Pianeta America
L’economia è troppo debole per rinunciare al QE

A mio avviso le borse si sono spinte troppo in avanti nel prezzare una riduzione dell’ammontare di titoli acquistati dalla Fed nell’ambito del suo programma di espansione quantitative. Gli investitori ritengono che l’economia cresca ad un ritmo robusto, e hanno enfatizzato le risposte di Bernanke in conferenza stampa, ritenendo che la Fed ridurrà il QE nei mesi a venire. Il risultato è stato un calo improvviso delle quotazioni azionarie, e un balzo dei rendimenti dei titoli di stato. L’aspetto che invece più ci ha colpiti, è stata l’affermazione secondo cui la riduzione avrà luogo non prima di un miglioramento dell’economia «effettivo e sostenuto». Il problema è rappresentato dal fatto che ciò risulta alquanto improbabile, dal momento che la crescita economica, lungi dall’accelerare, sta rallentando verso un tasso di crescita annuale del 2%; se non meno.
Anche il tasso di inflazione si sta raffreddando: un’altra buona ragione per non rimuovere lo stimolo del QE. L’indicatore preferito della Fed, il PCE Deflator, è salito di appena l’1.1% rispetto ad un anno fa. Oltretutto non crediamo che Bernanke pensi ad una manovra drastica come un rincaro di 50 punti base, e farà qualcosa per correggere il tiro in occasione della conferenza stampa della prossima settimana, che segue di solito le riunioni ordinarie del FOMC. Questo sulla scia della consuetudine in essere qualche tempo, di rivedere le argomentazioni se precedentemente hanno prodotto degli effetti non graditi.

Il problema è che la borsa non sarà aiutata in alcun modo da indicazioni secondo cui la Fed non procederà anticipatamente a rimuovere gli stimoli, come gli investitori sono stati indotti a credere. Non solo l’economia rimane fragile, ma la ripresa globale perde colpi. La Banca Mondiale ha seguito il FMI nel rivedere verso il basso le stime per il 2013. La politica monetaria distensiva in Giappone, così come il rallentamento delle importazioni in Cina, hanno impattato sulle economie degli stati emergenti. I prezzi delle materie prime ad uso industriale sono in ribasso e diverse borse emergenti sono state pesantemente impattate. Anche i cambi emergenti sono stati colpiti dalle vendite, malgrado in alcuni casi i tassi siano stati incrementati.
Per quanto concerne gli Stati Uniti, non si scorge nemmeno in lontananza l’accelerazione del ciclo economico. Sebbene le buste paga di maggio siano state superiori alle aspettative, siamo sempre su livelli inferiori rispetto a quelli di appena sei mesi fa. E le assunzioni languono.
Allo stesso modo, la percepita corposità della spesa per consumi risulta un pensiero benevolo. Lo scorso mese la PCE è scesa dello 0.2% e il reddito disponibile dello 0.1%, con il tasso di risparmio calato al 2.5% del reddito disponibile. Lo scenario rimane poco incoraggiante, tenuto anche conto dell’ISM Index più basso da giugno 2009.

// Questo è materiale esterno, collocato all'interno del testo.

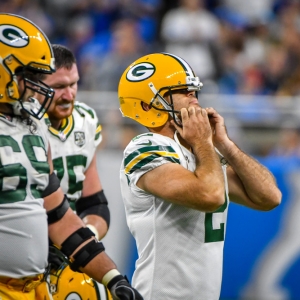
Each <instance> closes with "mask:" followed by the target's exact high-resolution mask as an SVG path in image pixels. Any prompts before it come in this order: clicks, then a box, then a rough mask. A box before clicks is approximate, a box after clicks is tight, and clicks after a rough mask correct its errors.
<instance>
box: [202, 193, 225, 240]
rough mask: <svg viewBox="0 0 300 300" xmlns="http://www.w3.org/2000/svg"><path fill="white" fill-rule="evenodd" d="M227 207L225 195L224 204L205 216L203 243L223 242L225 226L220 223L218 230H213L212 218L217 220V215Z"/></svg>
mask: <svg viewBox="0 0 300 300" xmlns="http://www.w3.org/2000/svg"><path fill="white" fill-rule="evenodd" d="M227 205H228V199H227V195H226V194H225V202H224V204H223V205H222V206H221V207H220V208H219V209H218V210H216V211H215V212H213V213H206V214H205V243H212V242H222V241H224V233H225V224H224V223H222V222H220V223H219V228H217V229H214V226H213V225H214V218H216V219H217V217H218V214H221V215H222V214H223V213H224V211H225V210H226V208H227ZM216 223H217V222H216Z"/></svg>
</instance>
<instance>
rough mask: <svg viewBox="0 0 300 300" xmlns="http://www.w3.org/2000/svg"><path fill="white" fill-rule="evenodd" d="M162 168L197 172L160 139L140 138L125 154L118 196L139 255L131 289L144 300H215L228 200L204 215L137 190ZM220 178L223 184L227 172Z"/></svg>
mask: <svg viewBox="0 0 300 300" xmlns="http://www.w3.org/2000/svg"><path fill="white" fill-rule="evenodd" d="M165 163H176V164H180V165H181V166H182V167H184V168H186V169H188V170H190V171H191V172H194V170H195V168H196V161H195V157H194V155H193V154H192V153H191V152H190V151H188V150H187V149H186V148H184V147H183V146H181V145H179V144H178V143H177V142H176V141H174V140H173V139H170V138H168V137H164V136H161V135H159V134H154V133H147V134H143V135H139V136H137V137H136V138H135V139H133V140H132V141H131V142H130V143H129V145H128V146H127V147H126V149H125V151H124V159H123V162H122V165H121V169H120V182H121V192H122V198H123V201H124V205H125V213H126V220H127V224H128V227H129V229H130V231H131V233H132V235H133V236H134V238H135V240H136V244H137V250H138V260H137V261H136V269H135V272H134V275H133V279H132V282H133V286H134V287H135V288H137V289H138V291H139V292H140V293H141V294H142V295H143V297H144V299H145V300H157V299H164V300H182V299H197V300H207V299H210V300H217V299H219V296H220V289H221V278H222V263H223V246H224V239H225V228H226V217H227V208H228V195H227V193H226V195H224V197H225V200H226V201H225V203H224V205H223V206H222V207H220V208H219V209H218V210H217V211H216V212H213V213H205V212H201V211H198V210H194V209H190V208H187V207H184V206H181V205H178V204H174V203H171V202H169V201H167V200H164V199H161V198H159V197H156V196H155V195H152V194H149V193H147V192H145V191H143V190H142V189H140V188H139V187H137V185H136V183H137V181H138V180H139V178H140V177H141V176H142V175H143V174H145V173H146V172H149V171H151V170H153V169H154V168H156V167H158V166H161V165H162V164H165ZM223 172H224V180H225V182H226V167H225V166H224V167H223ZM154 184H155V182H154ZM226 191H227V188H226ZM183 201H184V199H183Z"/></svg>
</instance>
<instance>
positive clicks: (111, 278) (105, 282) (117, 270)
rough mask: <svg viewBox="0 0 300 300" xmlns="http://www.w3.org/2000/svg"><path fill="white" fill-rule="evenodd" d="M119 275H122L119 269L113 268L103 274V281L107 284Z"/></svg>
mask: <svg viewBox="0 0 300 300" xmlns="http://www.w3.org/2000/svg"><path fill="white" fill-rule="evenodd" d="M117 275H121V273H120V272H119V271H118V270H117V269H112V270H110V271H108V272H107V273H106V274H105V275H104V276H103V278H102V280H101V283H102V284H103V285H105V286H107V284H108V283H109V282H110V281H111V280H112V279H113V278H114V277H116V276H117Z"/></svg>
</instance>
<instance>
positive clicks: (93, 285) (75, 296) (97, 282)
mask: <svg viewBox="0 0 300 300" xmlns="http://www.w3.org/2000/svg"><path fill="white" fill-rule="evenodd" d="M50 291H51V294H52V297H53V300H112V297H111V295H110V293H109V291H108V290H107V289H106V287H105V286H104V285H102V284H100V283H98V282H96V281H94V280H93V279H92V278H90V277H89V276H87V275H86V274H84V273H79V272H73V271H72V270H71V269H70V267H69V265H68V264H67V263H62V264H61V266H60V267H59V268H58V269H57V270H56V271H51V273H50Z"/></svg>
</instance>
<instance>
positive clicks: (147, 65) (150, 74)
mask: <svg viewBox="0 0 300 300" xmlns="http://www.w3.org/2000/svg"><path fill="white" fill-rule="evenodd" d="M154 73H155V66H154V65H153V64H151V63H148V62H143V63H139V64H137V65H134V66H133V67H132V68H130V69H129V70H128V72H127V74H126V78H127V80H129V81H143V80H145V79H147V78H149V77H151V76H152V75H153V74H154Z"/></svg>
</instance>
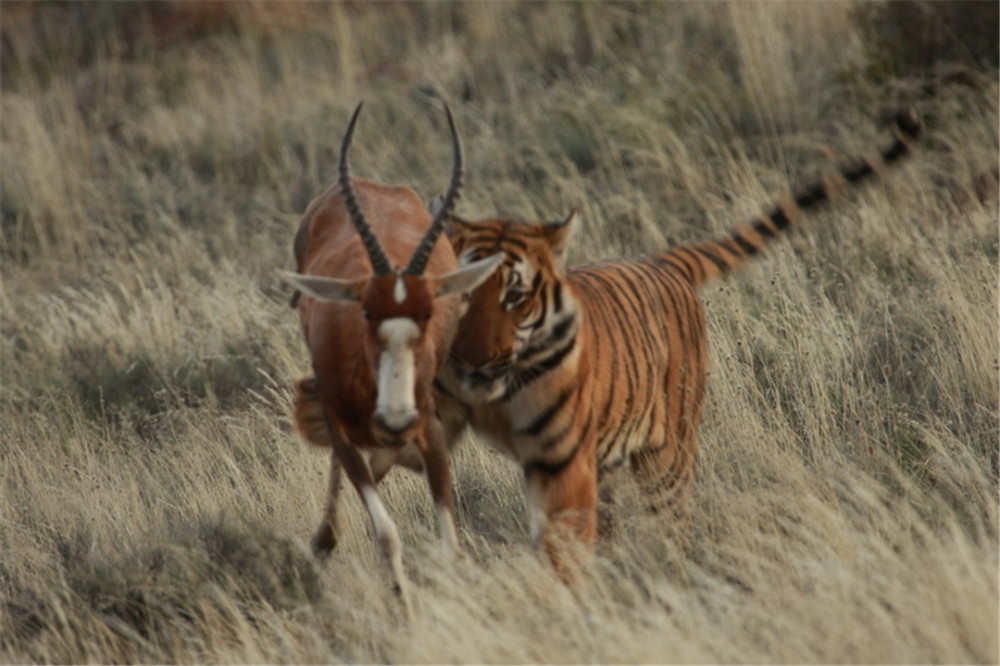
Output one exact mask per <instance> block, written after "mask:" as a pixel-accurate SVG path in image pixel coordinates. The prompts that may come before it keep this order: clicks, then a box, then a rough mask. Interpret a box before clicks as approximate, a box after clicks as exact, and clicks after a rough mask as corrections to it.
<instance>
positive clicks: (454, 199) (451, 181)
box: [403, 104, 464, 275]
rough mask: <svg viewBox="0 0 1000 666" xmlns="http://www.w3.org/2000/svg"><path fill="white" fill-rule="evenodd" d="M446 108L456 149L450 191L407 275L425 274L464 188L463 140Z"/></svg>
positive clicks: (452, 139)
mask: <svg viewBox="0 0 1000 666" xmlns="http://www.w3.org/2000/svg"><path fill="white" fill-rule="evenodd" d="M444 110H445V113H447V114H448V127H449V128H450V129H451V142H452V149H453V150H454V158H453V163H452V168H451V183H449V185H448V193H447V194H446V195H445V197H444V201H443V202H442V203H441V207H440V208H439V209H438V212H437V215H435V216H434V221H433V222H431V226H430V228H429V229H428V230H427V233H426V234H424V238H423V240H421V241H420V245H418V246H417V249H416V250H414V251H413V256H412V257H411V258H410V263H409V265H407V267H406V270H405V271H403V273H404V274H405V275H422V274H423V272H424V269H425V268H426V267H427V260H428V259H429V258H430V256H431V250H432V249H433V248H434V243H435V242H436V241H437V238H438V236H440V235H441V230H442V229H444V220H445V218H446V217H448V215H449V214H450V213H451V209H452V207H454V205H455V202H456V201H457V200H458V197H459V196H461V195H460V190H461V189H462V177H463V175H464V172H463V170H462V161H463V158H462V140H461V139H460V138H459V136H458V130H457V129H455V118H454V117H453V116H452V115H451V109H450V108H449V107H448V105H447V104H445V105H444Z"/></svg>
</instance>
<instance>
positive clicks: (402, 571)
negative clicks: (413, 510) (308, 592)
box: [334, 441, 412, 614]
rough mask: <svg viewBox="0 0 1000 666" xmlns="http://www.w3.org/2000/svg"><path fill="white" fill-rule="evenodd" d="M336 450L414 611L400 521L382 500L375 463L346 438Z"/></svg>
mask: <svg viewBox="0 0 1000 666" xmlns="http://www.w3.org/2000/svg"><path fill="white" fill-rule="evenodd" d="M334 446H335V451H336V454H337V457H338V458H339V459H340V463H341V465H342V466H343V468H344V472H345V473H346V474H347V478H349V479H350V480H351V483H352V484H354V488H355V489H356V490H357V491H358V494H359V495H360V496H361V501H363V502H364V503H365V508H366V509H368V517H369V518H370V519H371V521H372V529H373V530H374V532H375V539H376V541H377V542H378V544H379V546H380V547H381V549H382V554H383V555H384V556H385V559H386V560H387V561H388V562H389V566H390V567H391V568H392V575H393V578H394V579H395V582H396V591H397V592H398V593H399V596H400V597H401V598H402V599H403V603H404V604H405V606H406V611H407V613H408V614H409V613H411V609H412V605H411V604H410V594H409V583H408V582H407V580H406V574H405V573H404V572H403V551H402V545H401V543H400V540H399V531H398V530H397V529H396V524H395V523H394V522H393V520H392V518H391V517H390V516H389V512H388V511H387V510H386V508H385V504H383V503H382V498H381V496H379V494H378V490H376V488H375V483H376V482H375V477H374V475H373V474H372V470H371V467H369V465H368V462H367V461H366V460H365V458H364V456H362V455H361V452H360V451H359V450H358V449H357V448H355V447H354V446H352V445H350V444H347V443H345V442H341V441H338V442H335V443H334Z"/></svg>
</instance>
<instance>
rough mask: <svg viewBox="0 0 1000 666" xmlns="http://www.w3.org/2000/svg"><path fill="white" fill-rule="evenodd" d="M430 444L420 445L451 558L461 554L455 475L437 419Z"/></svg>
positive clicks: (444, 547)
mask: <svg viewBox="0 0 1000 666" xmlns="http://www.w3.org/2000/svg"><path fill="white" fill-rule="evenodd" d="M425 433H426V441H425V442H423V445H422V446H420V453H421V454H422V455H423V457H424V468H425V469H426V470H427V483H428V484H429V485H430V488H431V497H433V499H434V507H435V508H436V509H437V514H438V529H439V530H440V532H441V543H442V544H443V546H444V549H445V552H446V553H447V554H448V555H449V556H451V555H454V554H456V553H458V552H459V545H458V531H457V530H456V529H455V505H454V502H453V500H452V496H451V472H450V469H449V462H448V446H447V444H446V442H445V438H444V429H443V428H442V426H441V422H440V421H439V420H438V419H437V418H436V417H433V416H432V417H431V418H429V419H428V420H427V426H426V428H425Z"/></svg>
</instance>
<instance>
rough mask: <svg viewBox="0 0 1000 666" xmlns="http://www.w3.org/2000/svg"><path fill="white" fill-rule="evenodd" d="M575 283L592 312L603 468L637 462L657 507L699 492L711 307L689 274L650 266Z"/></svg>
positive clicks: (596, 391) (598, 465) (570, 275)
mask: <svg viewBox="0 0 1000 666" xmlns="http://www.w3.org/2000/svg"><path fill="white" fill-rule="evenodd" d="M570 280H571V281H572V283H573V284H574V286H575V287H576V290H577V292H578V293H579V295H580V299H581V301H582V302H583V304H584V305H583V307H584V308H585V310H586V312H587V322H586V326H587V328H588V329H589V331H588V338H589V339H590V341H591V344H590V347H589V357H590V374H591V375H592V376H593V377H594V386H595V389H597V390H595V393H594V395H593V402H592V403H591V405H592V408H593V409H594V410H595V411H596V418H597V463H598V469H599V470H609V469H613V468H616V467H618V466H621V465H622V464H626V463H627V464H629V465H630V466H631V468H632V469H633V471H636V472H638V473H639V474H640V475H641V476H642V477H643V480H644V481H645V482H646V484H647V487H646V488H645V490H646V492H647V493H649V494H654V495H656V500H657V503H658V502H662V501H664V500H667V501H669V500H670V499H671V497H670V496H671V495H681V494H683V491H684V489H685V488H686V487H687V486H688V484H689V483H690V480H691V476H692V472H693V470H694V461H695V457H696V454H697V448H698V446H697V440H696V433H697V429H698V423H699V421H700V418H701V406H702V401H703V399H704V394H705V378H706V372H707V370H706V368H707V360H708V358H707V354H708V346H707V341H706V331H705V313H704V310H703V308H702V305H701V301H700V300H699V299H698V296H697V293H696V291H695V288H694V286H693V285H692V283H691V282H690V281H688V280H687V279H686V278H685V277H684V276H683V275H681V274H679V272H678V271H676V270H675V269H673V268H671V267H669V266H664V265H661V264H657V263H656V262H655V261H653V260H652V259H648V258H645V259H635V260H627V261H616V262H607V263H601V264H593V265H589V266H582V267H579V268H576V269H573V270H571V271H570ZM668 491H669V494H667V495H666V496H664V495H665V493H668ZM650 499H652V498H650Z"/></svg>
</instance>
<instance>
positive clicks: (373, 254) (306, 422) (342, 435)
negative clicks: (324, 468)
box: [281, 104, 501, 608]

In definitiva, crediamo che la crescita economica rimane troppo stagnante affinché la Fed proceda a ridurre il programma di acquisti, come gli investitori ritengono. Tuttavia, lungi dal rivitalizzare il mercato, ciò porterà a spostare l’attenzione sulla debolezza dell’economia e sui dati di bilancio che conseguentemente sorprenderanno verso il basso a partire dal secondo semestre. Ci sono buone probabilità che il massimo dell’anno sia stato formato.